The power of being a first mover and creating a new category

“Canva has grown from zero to 260 million people that use it every single month. It’s been a crazy, wild ride, one I didn’t sign up for in the first days,” Adams says. “We put Canva out into the world with huge hope and promise. It's been amazing to see the world respond.”

From Adams’s point of view, Canva owes much of its success — before evangelizing early users, creating a programmatic SEO flywheel or launching in international markets — to being a first mover in the category. “We essentially created this category of democratized visual design. Canva is still the foremost design platform that anyone can access anywhere in the world. The growth that we've experienced is a testament to our belief in the vision.” 

Looking back on the “wild ride” of the past decade, one thing that stands out to Adams is how grateful he is that he and his-founders didn’t take no for an answer. And they were told no. A lot.

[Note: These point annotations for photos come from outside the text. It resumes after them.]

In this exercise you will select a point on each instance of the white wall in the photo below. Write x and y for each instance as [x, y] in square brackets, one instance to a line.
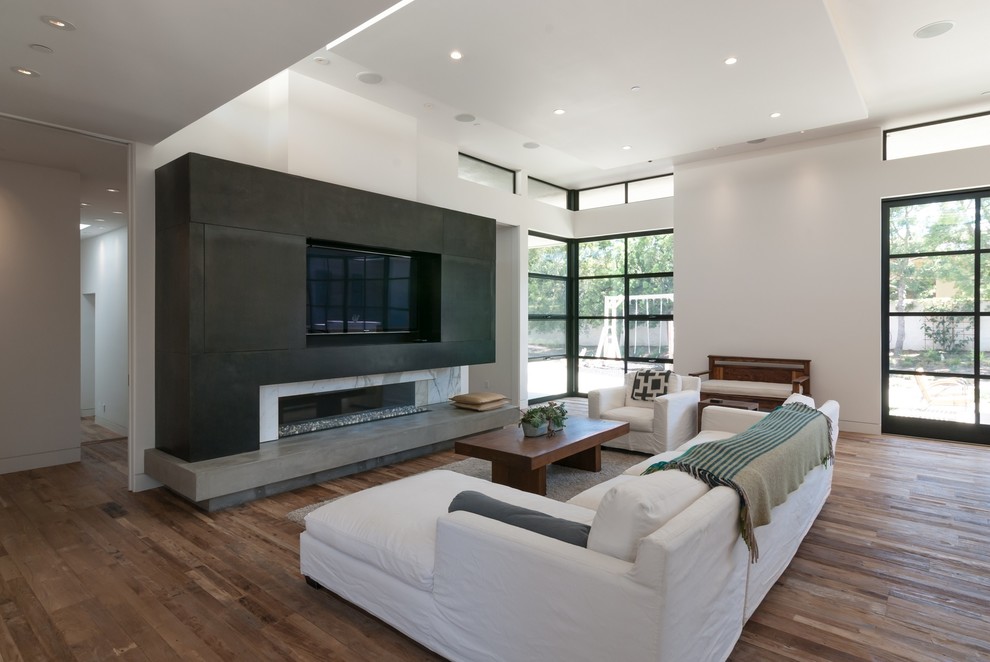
[87, 349]
[39, 297]
[779, 254]
[776, 252]
[104, 276]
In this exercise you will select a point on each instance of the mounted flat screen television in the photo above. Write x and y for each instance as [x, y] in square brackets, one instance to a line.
[359, 290]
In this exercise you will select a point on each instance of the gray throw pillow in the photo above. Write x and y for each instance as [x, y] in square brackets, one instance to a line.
[531, 520]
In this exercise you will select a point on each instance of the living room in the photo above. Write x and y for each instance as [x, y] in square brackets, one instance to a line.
[778, 248]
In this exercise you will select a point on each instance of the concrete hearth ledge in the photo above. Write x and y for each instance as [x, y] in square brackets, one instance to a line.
[315, 457]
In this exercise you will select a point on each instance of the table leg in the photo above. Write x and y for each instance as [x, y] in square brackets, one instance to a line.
[589, 460]
[534, 481]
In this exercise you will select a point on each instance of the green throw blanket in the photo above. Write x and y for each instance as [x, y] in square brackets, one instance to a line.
[763, 464]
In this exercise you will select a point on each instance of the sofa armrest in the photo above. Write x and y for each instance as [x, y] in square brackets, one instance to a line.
[675, 418]
[728, 419]
[603, 399]
[491, 578]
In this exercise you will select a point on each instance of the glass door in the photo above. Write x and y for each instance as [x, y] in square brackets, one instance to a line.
[937, 317]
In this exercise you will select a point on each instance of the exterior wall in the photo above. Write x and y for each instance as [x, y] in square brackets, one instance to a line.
[39, 297]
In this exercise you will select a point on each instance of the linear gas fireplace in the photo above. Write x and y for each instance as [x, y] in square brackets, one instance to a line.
[309, 412]
[287, 410]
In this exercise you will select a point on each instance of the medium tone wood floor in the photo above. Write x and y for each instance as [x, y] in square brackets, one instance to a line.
[897, 567]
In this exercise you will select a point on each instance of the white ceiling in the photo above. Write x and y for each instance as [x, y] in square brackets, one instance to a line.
[141, 71]
[828, 66]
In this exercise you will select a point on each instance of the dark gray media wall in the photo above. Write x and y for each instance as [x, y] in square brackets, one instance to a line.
[230, 308]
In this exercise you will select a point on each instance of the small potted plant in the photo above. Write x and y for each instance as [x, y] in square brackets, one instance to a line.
[543, 419]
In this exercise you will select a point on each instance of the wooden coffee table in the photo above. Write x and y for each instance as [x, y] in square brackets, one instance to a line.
[521, 462]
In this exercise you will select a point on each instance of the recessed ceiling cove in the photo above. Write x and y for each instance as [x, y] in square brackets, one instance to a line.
[537, 57]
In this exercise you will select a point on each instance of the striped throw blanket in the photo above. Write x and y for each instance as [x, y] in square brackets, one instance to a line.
[762, 464]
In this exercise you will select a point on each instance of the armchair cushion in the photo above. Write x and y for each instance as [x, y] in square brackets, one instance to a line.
[648, 384]
[640, 419]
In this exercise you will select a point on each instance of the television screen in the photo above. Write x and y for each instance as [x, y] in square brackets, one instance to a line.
[359, 291]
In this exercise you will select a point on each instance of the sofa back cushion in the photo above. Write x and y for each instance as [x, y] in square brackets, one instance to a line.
[634, 509]
[472, 501]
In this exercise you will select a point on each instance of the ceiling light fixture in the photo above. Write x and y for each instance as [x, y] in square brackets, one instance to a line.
[56, 22]
[367, 24]
[936, 29]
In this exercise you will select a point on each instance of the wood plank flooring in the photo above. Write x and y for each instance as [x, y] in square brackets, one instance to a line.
[897, 567]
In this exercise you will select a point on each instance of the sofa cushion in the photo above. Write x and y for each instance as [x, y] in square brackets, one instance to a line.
[393, 526]
[640, 419]
[634, 509]
[803, 399]
[575, 533]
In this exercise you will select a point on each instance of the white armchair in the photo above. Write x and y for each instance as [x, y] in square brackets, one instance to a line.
[655, 426]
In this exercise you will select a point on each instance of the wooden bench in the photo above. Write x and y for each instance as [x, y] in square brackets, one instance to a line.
[765, 381]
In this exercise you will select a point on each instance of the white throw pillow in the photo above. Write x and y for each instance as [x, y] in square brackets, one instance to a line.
[803, 399]
[636, 508]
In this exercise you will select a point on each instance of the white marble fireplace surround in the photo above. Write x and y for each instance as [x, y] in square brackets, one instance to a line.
[314, 457]
[432, 387]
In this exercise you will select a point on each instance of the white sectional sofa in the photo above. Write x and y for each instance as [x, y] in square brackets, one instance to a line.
[665, 575]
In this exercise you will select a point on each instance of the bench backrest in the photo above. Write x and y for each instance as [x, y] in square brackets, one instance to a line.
[753, 369]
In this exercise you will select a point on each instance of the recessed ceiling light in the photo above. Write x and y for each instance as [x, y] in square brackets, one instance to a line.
[370, 77]
[56, 22]
[935, 29]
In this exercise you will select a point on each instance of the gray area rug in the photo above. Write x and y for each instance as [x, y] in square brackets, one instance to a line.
[562, 482]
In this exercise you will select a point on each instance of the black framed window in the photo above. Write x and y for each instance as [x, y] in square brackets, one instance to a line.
[637, 190]
[487, 174]
[936, 341]
[618, 314]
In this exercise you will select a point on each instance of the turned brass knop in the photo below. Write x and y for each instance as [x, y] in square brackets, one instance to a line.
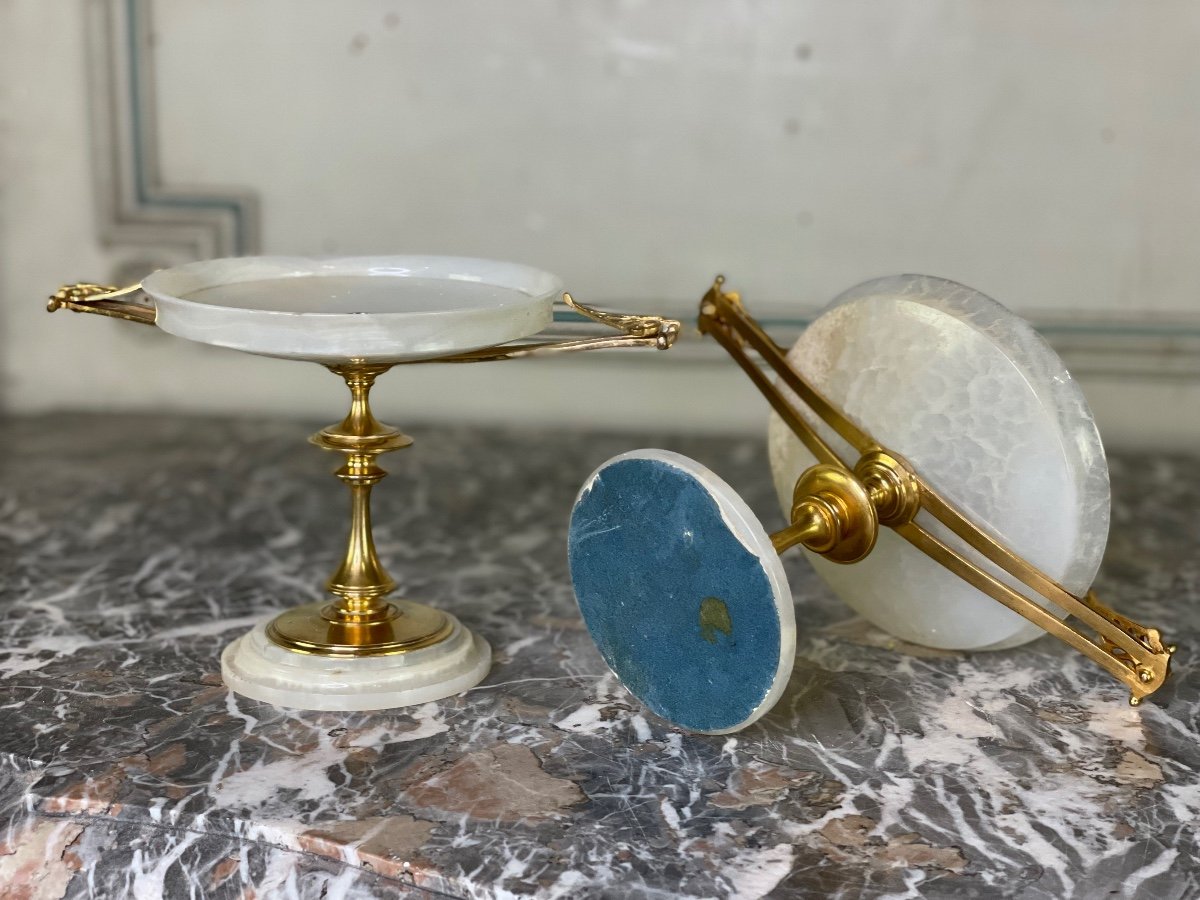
[838, 510]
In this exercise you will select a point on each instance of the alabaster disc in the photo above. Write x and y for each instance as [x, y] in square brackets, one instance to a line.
[354, 309]
[981, 406]
[682, 591]
[261, 670]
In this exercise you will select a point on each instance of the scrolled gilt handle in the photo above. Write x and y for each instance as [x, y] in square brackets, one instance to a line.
[102, 300]
[664, 330]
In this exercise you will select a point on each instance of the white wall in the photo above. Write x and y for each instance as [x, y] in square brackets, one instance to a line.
[1043, 153]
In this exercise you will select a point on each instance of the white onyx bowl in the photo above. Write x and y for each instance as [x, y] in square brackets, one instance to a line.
[982, 407]
[391, 309]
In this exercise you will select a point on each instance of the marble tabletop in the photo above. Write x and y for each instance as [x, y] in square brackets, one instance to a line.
[133, 549]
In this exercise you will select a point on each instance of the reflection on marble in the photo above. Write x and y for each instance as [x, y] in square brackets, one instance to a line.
[132, 550]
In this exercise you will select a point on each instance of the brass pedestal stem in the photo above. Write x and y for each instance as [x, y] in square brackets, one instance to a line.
[360, 622]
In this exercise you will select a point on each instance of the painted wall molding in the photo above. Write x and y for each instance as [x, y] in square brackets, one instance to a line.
[137, 211]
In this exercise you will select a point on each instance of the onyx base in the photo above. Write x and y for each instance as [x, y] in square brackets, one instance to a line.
[883, 771]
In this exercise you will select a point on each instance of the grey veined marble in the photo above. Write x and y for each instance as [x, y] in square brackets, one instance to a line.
[132, 550]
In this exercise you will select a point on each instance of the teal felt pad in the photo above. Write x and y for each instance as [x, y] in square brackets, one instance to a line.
[682, 612]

“I'm sure they're kicking themselves now,” he says. His advice for other founders going through the hard knocks of rejection? Get used to the fact that you see a different view of the world from other people. “Have confidence in your vision and recognize that some people aren't early adopters,” he says. Find the people who do share your vision, who do get excited about what you're building, and drill into them. You can win the rest of the world over time. 

In the early days, just focus on the positive, optimistic users who really will lean in, and don't worry about converting the naysayers.

For Adams, there was no single “aha” moment when Canva’s success became blindingly, undeniably obvious. But one early email stands out. “It was from an orphanage in South America. They wrote to thank us — they were using Canva to create newsletters that helped children find adoptive families.” That note crystallized what Canva was really about at its core. “It was someone I didn’t know, in a country I’d never been to, using Canva to make an impact in their community. That’s when I realized — this is bigger than us. This can reach anyone.”